Voyis’ Recon LS payload has been integrated into AUVs recently purchased by the Danish Ministry of Defence Acquisition and Logistics Organisation (DALO). The LAUVs (Light Autonomous Underwater Vehicles), manufactured by OceanScan Marine Systems & Technology, will be used by the Danish Navy for mine countermeasures (MCM) operations.
The LAUV is a rugged lightweight AUV designed to be simple to deploy and recover, and operated by a single person. The Voyis Recon LS System enables uncrewed underwater vehicles to perform covert identification of MLOs (mine-like objects) with reduced demand on divers, using 4K digital stills cameras and quantifiable 3D laser models.
MCM operations consist of 4 stages: Detection, Classification, Identification (ID), and Disposal/Neutralization. Currently, mine detection, and sometimes classification, is completed using side-scan sonar, but a vessel must then enter the minefield to deploy a clearance diver or ROV (Remotely Operated Vehicle) to complete the visual identification stage. It is extremely time-consuming to identify all MLOs in areas with complex seabed layouts, due to a high probability of false positives from sonar detection, which results in many unnecessary diver deployments with personnel and vessels in a high-risk environment.

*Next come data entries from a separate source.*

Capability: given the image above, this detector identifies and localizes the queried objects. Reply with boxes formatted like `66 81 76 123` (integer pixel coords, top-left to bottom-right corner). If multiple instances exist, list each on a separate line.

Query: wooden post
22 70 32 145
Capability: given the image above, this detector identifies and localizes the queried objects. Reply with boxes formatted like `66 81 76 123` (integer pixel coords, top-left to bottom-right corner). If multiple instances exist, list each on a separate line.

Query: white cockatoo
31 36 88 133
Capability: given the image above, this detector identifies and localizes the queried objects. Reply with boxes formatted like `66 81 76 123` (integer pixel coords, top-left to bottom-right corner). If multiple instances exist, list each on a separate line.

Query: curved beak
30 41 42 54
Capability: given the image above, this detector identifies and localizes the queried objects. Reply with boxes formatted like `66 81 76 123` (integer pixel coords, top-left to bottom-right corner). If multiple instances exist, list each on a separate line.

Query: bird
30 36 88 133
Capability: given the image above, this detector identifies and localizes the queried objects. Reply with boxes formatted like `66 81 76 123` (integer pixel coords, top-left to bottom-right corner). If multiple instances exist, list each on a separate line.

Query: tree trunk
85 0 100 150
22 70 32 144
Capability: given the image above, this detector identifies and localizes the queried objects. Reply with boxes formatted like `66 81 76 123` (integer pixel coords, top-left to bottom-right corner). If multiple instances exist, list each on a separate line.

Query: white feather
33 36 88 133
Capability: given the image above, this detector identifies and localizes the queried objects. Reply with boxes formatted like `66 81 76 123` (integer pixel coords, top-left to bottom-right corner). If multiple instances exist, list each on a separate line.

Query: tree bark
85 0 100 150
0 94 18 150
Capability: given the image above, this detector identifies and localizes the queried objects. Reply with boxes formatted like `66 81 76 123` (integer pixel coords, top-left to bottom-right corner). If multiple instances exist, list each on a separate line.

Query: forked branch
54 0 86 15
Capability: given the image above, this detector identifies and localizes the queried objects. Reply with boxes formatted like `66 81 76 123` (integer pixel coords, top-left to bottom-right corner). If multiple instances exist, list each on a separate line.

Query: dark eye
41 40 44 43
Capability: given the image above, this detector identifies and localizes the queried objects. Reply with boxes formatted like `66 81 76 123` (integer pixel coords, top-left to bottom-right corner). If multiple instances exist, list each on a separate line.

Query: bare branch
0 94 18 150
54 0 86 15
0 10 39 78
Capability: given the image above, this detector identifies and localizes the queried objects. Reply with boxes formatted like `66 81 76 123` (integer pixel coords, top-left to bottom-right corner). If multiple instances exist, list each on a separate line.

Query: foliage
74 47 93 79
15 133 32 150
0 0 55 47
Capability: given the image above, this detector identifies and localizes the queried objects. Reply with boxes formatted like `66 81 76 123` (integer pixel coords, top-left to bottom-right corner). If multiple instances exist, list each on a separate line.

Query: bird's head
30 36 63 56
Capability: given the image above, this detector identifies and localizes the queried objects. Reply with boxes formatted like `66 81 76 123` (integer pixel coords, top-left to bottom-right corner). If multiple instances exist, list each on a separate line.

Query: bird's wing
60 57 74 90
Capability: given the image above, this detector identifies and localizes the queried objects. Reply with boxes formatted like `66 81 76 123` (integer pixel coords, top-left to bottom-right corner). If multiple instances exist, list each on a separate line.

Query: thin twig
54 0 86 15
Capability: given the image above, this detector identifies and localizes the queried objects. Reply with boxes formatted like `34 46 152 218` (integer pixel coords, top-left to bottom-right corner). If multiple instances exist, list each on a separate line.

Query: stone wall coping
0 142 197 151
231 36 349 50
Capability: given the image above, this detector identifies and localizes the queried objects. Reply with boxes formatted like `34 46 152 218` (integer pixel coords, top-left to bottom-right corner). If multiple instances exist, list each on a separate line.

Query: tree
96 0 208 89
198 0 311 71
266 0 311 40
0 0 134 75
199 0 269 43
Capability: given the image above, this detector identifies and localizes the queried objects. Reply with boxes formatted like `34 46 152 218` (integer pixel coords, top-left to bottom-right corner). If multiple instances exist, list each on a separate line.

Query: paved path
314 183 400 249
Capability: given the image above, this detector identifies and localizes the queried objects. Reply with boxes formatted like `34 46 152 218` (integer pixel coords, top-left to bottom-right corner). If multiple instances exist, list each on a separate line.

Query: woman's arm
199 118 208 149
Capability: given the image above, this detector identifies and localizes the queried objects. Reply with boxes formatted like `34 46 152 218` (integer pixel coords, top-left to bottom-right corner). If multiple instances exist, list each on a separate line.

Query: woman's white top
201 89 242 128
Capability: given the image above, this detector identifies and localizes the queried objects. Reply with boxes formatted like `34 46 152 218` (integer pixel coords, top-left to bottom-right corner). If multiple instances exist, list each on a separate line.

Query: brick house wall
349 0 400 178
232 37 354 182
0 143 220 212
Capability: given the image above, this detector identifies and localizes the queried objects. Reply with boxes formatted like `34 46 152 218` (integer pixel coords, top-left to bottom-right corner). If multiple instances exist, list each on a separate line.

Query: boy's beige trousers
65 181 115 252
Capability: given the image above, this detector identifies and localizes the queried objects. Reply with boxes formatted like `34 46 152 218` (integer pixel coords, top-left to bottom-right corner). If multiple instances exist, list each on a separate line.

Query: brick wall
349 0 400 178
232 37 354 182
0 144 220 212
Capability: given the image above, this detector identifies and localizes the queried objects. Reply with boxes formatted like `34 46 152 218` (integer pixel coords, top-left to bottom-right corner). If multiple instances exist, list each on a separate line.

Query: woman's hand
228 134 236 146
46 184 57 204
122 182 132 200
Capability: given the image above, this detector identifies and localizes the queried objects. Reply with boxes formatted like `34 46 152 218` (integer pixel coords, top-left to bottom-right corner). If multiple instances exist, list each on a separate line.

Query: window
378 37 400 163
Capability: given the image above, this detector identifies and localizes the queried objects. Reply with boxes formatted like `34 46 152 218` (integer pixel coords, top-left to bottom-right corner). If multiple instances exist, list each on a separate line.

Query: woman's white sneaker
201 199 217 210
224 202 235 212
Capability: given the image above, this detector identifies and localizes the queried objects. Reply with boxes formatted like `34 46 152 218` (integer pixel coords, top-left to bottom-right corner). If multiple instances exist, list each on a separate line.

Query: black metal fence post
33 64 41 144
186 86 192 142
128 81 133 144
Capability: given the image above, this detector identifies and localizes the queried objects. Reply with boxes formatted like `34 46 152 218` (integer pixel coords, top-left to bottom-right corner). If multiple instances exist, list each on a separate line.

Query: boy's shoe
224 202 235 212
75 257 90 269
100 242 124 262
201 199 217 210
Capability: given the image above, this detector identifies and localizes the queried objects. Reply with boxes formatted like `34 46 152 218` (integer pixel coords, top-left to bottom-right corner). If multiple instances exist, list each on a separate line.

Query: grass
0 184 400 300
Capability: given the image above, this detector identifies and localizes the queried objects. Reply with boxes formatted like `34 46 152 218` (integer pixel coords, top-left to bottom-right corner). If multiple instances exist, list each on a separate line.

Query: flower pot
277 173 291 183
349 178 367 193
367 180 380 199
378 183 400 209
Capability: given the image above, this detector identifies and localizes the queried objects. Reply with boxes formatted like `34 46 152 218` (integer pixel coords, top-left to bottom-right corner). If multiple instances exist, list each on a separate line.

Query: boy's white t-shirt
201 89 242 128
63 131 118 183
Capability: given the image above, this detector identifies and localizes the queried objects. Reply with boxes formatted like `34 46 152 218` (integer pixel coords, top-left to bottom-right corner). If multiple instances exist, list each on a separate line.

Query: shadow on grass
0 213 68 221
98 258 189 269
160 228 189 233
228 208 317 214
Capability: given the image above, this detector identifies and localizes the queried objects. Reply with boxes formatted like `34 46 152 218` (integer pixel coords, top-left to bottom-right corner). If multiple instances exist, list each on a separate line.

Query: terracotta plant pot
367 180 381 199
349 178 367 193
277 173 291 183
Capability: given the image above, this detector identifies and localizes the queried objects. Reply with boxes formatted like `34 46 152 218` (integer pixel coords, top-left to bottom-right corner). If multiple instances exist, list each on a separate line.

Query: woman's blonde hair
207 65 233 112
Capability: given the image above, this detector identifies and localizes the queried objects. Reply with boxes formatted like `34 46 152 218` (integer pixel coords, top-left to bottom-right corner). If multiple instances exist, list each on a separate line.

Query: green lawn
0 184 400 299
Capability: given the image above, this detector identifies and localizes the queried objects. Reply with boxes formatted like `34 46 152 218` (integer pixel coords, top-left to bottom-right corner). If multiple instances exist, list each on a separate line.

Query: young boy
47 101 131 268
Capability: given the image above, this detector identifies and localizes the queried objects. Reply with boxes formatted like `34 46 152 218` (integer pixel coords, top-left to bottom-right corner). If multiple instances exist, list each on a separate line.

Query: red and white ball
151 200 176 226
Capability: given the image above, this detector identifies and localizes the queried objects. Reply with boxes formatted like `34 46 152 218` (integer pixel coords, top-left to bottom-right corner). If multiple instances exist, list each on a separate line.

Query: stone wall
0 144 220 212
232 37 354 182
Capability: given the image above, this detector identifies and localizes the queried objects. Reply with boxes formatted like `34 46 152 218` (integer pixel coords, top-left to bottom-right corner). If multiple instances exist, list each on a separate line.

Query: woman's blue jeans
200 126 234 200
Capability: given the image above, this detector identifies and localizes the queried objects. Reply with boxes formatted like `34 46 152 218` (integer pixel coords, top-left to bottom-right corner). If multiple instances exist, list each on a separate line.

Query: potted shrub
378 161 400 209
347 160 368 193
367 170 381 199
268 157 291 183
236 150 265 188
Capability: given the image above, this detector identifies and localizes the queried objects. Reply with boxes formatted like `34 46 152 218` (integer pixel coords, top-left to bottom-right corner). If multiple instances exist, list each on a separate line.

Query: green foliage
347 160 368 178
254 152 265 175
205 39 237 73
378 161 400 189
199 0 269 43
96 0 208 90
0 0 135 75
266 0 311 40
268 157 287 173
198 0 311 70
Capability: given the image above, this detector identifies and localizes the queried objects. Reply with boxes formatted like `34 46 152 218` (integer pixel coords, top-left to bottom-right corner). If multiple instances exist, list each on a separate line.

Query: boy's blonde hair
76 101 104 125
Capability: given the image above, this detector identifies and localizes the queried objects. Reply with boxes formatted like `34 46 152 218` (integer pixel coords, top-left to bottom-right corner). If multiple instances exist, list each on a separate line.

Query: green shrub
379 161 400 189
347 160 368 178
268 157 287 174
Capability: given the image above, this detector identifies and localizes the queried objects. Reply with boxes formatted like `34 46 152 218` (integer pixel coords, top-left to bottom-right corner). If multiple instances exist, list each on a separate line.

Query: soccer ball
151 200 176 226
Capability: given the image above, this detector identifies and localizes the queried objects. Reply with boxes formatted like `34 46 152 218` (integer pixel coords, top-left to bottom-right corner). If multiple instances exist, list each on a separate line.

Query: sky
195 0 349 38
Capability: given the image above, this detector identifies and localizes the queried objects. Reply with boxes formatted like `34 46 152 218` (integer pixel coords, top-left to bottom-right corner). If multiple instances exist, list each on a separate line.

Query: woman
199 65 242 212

Voyis’ Recon LS is ideally suited for remote mine identification, enabling autonomous reacquire missions to be executed with the same vehicle assets used for detection. Complete visual identification data, comprised of quantitative 3D laser and qualitative stills image data, can be efficiently collected for all MLOs in a single survey mission. In addition to providing high confidence in identification of targets, the datasets collected from the Recon LS are georeferenced, improving the localization of potential threats and optimizing the operational tempo for MCM missions where divers or ROVs are required to neutralize high-probability targets.
A representative from the OceanScan team commented: “The capability to have the LAUV gathering side-scan sonar data combined with cameras looking at the nadir is something very interesting. Voyis was selected because their module can collect video images in a very darkened environment and at the same time build a 3d point cloud based on those images.”